Variant library construction
Custom DNA variant libraries designed, synthesized, cloned, and quality-controlled for direct coupling to yeast or mammalian display platforms. From single-site saturation to large-scale combinatorial panels.
Discuss your library design →The quality of your library determines the quality of your hits
Variant libraries are the starting material for every display screening campaign, directed evolution experiment, and deep mutational scan. A poorly constructed library — biased codons, low diversity coverage, high wild-type contamination — limits what selection can find, regardless of how good your screening platform is.
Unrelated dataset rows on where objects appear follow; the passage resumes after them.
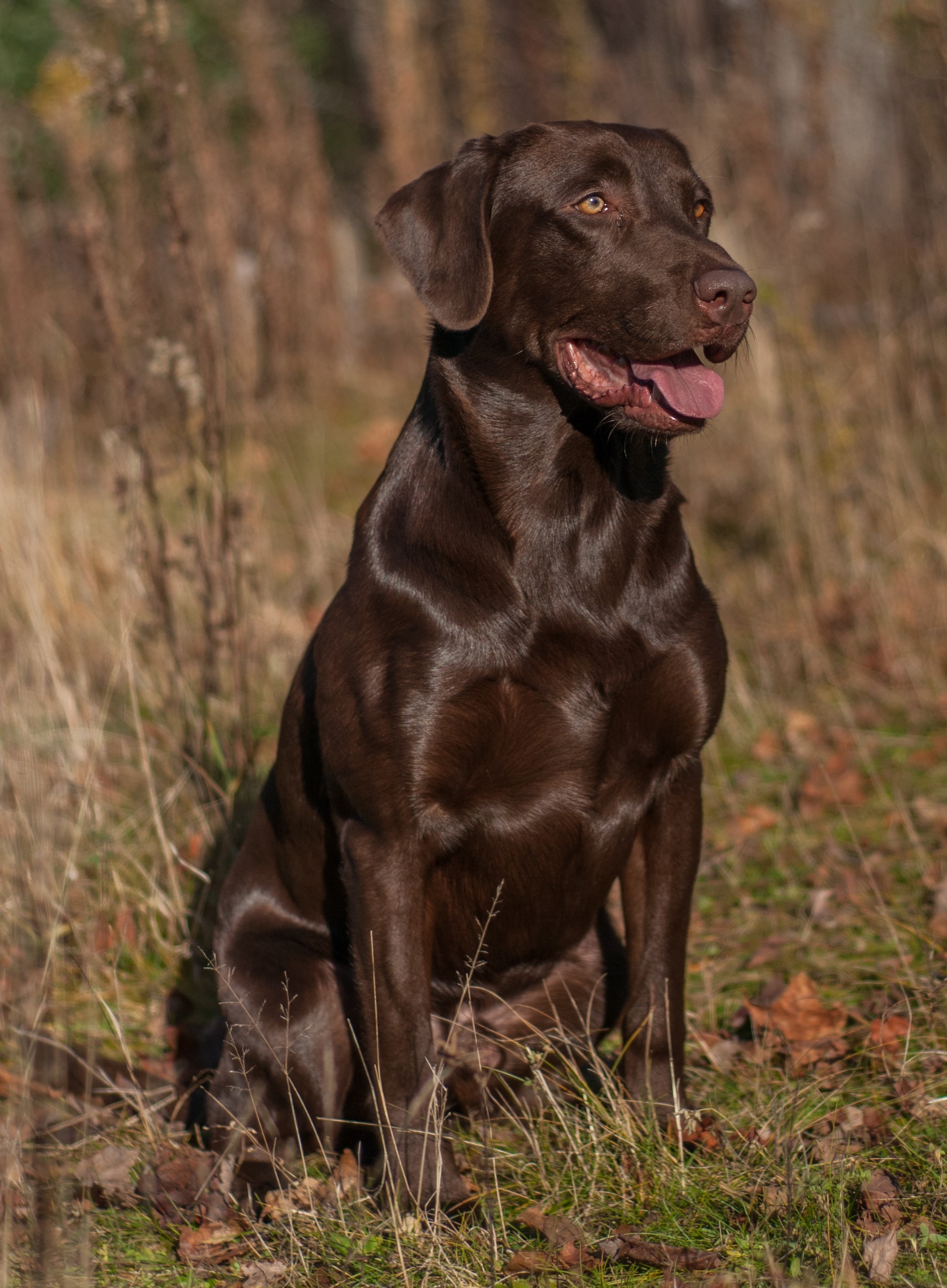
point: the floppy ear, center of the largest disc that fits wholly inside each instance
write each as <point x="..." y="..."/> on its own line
<point x="436" y="231"/>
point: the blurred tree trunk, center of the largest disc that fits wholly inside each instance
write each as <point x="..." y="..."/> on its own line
<point x="293" y="206"/>
<point x="405" y="87"/>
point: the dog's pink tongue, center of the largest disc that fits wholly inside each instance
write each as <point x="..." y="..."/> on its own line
<point x="685" y="383"/>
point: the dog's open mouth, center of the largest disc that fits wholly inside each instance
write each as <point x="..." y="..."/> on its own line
<point x="677" y="393"/>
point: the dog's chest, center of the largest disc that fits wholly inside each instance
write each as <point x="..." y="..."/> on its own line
<point x="570" y="742"/>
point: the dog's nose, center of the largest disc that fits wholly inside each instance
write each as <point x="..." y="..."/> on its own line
<point x="726" y="294"/>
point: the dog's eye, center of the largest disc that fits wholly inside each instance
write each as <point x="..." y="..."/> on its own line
<point x="593" y="205"/>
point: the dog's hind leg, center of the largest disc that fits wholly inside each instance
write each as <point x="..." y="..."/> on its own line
<point x="288" y="1066"/>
Ranomics constructs variant libraries with controlled diversity, validated coverage, and direct compatibility with our yeast and mammalian display platforms. Every library is characterized by NGS before screening begins, so you know exactly what you are selecting from.
Four diversification strategies for different engineering goals
Saturation mutagenesis
NNK, NNS, or custom codon mix substitution at defined positions, covering all 20 amino acids at each site. Used for deep mutational scanning, alanine-scanning equivalents, and comprehensive single-site characterization. Typical library sizes of 10⁴-10⁶ variants depending on the number of positions targeted.
Focused combinatorial
Simultaneous diversification at multiple defined positions using degenerate codons or defined codon sets. Enables exploration of epistatic interactions between residues in binding interfaces, active sites, or stability-critical regions. Library sizes can reach 10^12 theoretical diversity, with practical screening coverage matched to the display platform.
Error-prone PCR
Random mutagenesis across the full gene or a defined region at controlled mutation rates (1-5 mutations per gene). Unbiased exploration of sequence space for directed evolution campaigns where the beneficial positions are unknown. Libraries of 10⁶-10⁸ unique variants.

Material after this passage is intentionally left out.